ミュージックレイン(シグ)


「暇だねー」
「暇だー」

私とシグ。
二人で校舎の窓辺なう。
放課後、晴れたら虫を捕まえに行こう。
そんな約束をしていた。
だけど残念ながら、雨。
どしゃぶり。
止みそうにない。

「シグー」
「?」

彼は名前を呼ばれ、こちらの方を向く。
眠そうな目。
顔を動かすたびに揺れる二つのアホ毛。
見えそうで見えない水色の魂。

「なんでもない」
「そっか」

また窓の方を向く。
草木が雨水に滴って大地に落ちていく。
私は息を吸い込む。

「しーずかにーおちーるーしずくをーうけーとめー……」
「?」

いきなり歌い出した私にシグは私の方を見る。
題名は確か『雫の先に』だったはず。
この歌は昔、誰かに教わった歌。
もうその人の名前や顔すらも覚えていない。

「そっとーここーろにーきーざみーつけー……」
「こことはーちがーうーだれーもーしらーないー……」
「!?」

今度は私が驚く番だった。
まさか、シグがこの歌を知っていたなんて。
私の記憶が正しければ、これは最近作られた曲ではない。
だから、みんなが知ってるはずはないって思っていたのに。

「驚いた」
「え?」
「ナマエがこれを知ってたから」
「私もビックリしたよ。
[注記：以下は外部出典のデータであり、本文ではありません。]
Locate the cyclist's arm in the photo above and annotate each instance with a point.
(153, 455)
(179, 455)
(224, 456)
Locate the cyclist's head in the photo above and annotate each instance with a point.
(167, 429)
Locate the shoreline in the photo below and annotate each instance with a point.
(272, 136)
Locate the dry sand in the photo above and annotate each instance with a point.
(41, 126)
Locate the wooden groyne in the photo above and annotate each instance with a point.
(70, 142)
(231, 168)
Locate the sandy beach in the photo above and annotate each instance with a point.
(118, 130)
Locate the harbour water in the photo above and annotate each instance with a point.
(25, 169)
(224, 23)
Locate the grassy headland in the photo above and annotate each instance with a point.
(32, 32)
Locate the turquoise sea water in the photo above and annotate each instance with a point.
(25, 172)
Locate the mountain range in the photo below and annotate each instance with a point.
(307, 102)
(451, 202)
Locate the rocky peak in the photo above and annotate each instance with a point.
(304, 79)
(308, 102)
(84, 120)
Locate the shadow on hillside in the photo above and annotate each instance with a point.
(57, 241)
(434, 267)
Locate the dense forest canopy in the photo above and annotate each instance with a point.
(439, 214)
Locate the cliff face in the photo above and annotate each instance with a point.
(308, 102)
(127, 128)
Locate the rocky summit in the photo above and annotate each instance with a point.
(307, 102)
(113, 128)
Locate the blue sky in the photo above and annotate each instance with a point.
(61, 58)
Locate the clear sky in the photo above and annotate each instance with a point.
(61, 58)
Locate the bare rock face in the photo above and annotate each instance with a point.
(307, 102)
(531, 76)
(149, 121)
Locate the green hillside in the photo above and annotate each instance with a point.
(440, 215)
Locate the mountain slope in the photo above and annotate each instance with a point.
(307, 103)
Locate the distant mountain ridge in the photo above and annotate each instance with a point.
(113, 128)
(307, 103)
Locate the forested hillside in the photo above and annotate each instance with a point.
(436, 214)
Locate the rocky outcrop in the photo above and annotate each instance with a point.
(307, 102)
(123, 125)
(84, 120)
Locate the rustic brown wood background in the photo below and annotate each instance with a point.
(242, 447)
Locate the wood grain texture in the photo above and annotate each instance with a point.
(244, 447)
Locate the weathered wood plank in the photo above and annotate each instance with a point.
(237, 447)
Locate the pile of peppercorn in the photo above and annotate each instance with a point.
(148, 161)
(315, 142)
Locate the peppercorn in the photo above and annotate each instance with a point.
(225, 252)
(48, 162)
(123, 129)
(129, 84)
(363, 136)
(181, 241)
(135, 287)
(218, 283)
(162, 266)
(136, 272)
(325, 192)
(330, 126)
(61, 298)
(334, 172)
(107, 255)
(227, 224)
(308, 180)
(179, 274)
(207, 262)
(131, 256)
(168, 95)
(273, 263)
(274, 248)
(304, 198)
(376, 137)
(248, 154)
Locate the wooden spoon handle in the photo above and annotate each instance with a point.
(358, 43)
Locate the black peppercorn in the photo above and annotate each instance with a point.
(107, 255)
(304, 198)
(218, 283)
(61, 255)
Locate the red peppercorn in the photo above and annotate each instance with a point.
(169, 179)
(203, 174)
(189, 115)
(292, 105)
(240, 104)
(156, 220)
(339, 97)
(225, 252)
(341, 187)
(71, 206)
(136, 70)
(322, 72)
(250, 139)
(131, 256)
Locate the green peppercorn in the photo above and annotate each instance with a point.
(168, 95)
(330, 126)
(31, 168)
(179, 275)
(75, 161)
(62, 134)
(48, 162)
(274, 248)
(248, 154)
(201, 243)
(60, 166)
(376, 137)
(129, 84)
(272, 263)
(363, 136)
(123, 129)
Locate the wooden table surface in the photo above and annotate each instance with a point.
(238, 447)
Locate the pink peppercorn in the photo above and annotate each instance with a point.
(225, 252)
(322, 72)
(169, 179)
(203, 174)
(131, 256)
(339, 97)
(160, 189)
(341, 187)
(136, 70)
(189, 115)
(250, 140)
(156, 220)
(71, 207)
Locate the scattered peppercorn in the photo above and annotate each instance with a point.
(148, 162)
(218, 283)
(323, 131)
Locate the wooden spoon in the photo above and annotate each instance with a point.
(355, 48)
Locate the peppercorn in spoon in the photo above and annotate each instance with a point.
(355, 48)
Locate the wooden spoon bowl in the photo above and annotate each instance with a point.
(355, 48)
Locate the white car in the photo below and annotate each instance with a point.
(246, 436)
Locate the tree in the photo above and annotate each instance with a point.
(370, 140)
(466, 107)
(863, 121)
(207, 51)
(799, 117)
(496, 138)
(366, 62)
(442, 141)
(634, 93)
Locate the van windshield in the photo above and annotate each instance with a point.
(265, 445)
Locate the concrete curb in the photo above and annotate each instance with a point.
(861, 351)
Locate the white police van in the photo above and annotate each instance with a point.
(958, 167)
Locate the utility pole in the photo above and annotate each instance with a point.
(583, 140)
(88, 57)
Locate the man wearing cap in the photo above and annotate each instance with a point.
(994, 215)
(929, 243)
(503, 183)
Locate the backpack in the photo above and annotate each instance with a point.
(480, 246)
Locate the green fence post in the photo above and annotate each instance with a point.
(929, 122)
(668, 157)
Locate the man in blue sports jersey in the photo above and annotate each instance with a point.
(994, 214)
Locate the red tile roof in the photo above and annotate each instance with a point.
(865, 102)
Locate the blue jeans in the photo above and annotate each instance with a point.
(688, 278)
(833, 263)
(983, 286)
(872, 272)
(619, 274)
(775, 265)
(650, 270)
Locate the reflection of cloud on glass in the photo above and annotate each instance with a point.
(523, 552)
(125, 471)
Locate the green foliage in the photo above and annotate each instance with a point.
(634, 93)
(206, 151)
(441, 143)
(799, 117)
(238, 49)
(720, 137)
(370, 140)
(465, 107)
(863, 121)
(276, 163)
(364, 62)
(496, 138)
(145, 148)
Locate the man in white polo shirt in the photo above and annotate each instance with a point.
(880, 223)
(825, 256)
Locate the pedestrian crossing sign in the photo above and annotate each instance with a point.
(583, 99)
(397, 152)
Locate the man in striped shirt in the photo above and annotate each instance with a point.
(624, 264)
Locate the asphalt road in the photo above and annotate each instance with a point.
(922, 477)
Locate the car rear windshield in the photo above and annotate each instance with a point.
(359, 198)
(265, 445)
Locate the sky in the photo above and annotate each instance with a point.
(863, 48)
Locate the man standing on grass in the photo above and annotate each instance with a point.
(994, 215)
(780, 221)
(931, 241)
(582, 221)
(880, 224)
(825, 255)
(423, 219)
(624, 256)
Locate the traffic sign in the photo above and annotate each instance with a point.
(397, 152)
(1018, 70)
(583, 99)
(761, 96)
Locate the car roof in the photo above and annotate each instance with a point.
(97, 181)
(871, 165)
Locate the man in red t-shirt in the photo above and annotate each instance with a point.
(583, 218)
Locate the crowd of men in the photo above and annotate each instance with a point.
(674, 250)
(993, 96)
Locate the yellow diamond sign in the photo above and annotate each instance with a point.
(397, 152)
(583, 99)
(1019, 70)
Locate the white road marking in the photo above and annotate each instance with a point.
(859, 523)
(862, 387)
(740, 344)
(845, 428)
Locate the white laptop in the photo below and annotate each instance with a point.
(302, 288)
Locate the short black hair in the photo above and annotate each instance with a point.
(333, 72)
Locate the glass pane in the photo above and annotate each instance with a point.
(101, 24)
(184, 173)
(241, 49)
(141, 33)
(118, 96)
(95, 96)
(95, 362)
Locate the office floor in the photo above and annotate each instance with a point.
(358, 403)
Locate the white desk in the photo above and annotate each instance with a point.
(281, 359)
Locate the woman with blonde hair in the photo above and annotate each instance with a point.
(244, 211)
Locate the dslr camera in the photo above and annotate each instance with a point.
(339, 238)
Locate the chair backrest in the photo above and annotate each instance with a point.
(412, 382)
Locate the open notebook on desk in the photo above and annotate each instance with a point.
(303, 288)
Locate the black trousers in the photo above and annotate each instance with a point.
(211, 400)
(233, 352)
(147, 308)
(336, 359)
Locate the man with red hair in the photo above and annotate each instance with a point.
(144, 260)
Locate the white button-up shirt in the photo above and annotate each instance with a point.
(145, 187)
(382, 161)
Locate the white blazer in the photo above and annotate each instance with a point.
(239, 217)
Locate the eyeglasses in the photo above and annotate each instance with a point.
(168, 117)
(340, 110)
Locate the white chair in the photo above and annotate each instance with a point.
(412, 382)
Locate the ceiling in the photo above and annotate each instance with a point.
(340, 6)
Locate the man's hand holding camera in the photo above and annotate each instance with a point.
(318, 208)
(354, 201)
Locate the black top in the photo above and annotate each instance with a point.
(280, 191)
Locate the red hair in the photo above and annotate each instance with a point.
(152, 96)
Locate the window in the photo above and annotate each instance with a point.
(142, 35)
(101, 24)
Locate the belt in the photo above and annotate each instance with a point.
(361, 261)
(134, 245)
『雫の先に』……でしょ?」
「……うん」

そういったシグは晴れやかに笑っていた。
彼は息を吸い込む。

「ふしぎとーつなーがるーせかーいーへー………かな?」

私は頷く。
そして私も息を吸い込む。

「そうーきみーはー」
「ひとーりーだけじゃないー」
「きっとーぼくーらがー」
「そばにいーてあーげるー……」

「そこーにーしたたーったー」
「しーずくーというなのー」
「なーみだーはしぜんとー」
「あーふれーすべーてー」
「どこかにーかぜとともに」
「ながされーみずとともに」
「だーれかーがーかならずー」
「きづーくーからー……」

どこかに味方はいるということを、前に独りだった自分に気づかせてくれた歌。
同時に、私に元気をくれた思い出の歌。

「シグ、一緒に歌えて良かった」
「……ナマエも?」
「そうなの?」
「うん」
「……また歌おうね!」
「……うん……!」

そして、シグと私の思い出の歌。


二人で笑った窓の向こうに、雲の隙間から太陽が差し込んだ。




==========
なんか歌に関することをしたかった。
歌って、不思議な力があるのかもしれない、と思う今日この頃です。
本当に素晴らしいです。歌の力って。


※ちなみに作中にあった歌は実在しません。
 小説作成中に思い浮かびました。
 意味は……特にありません、多分。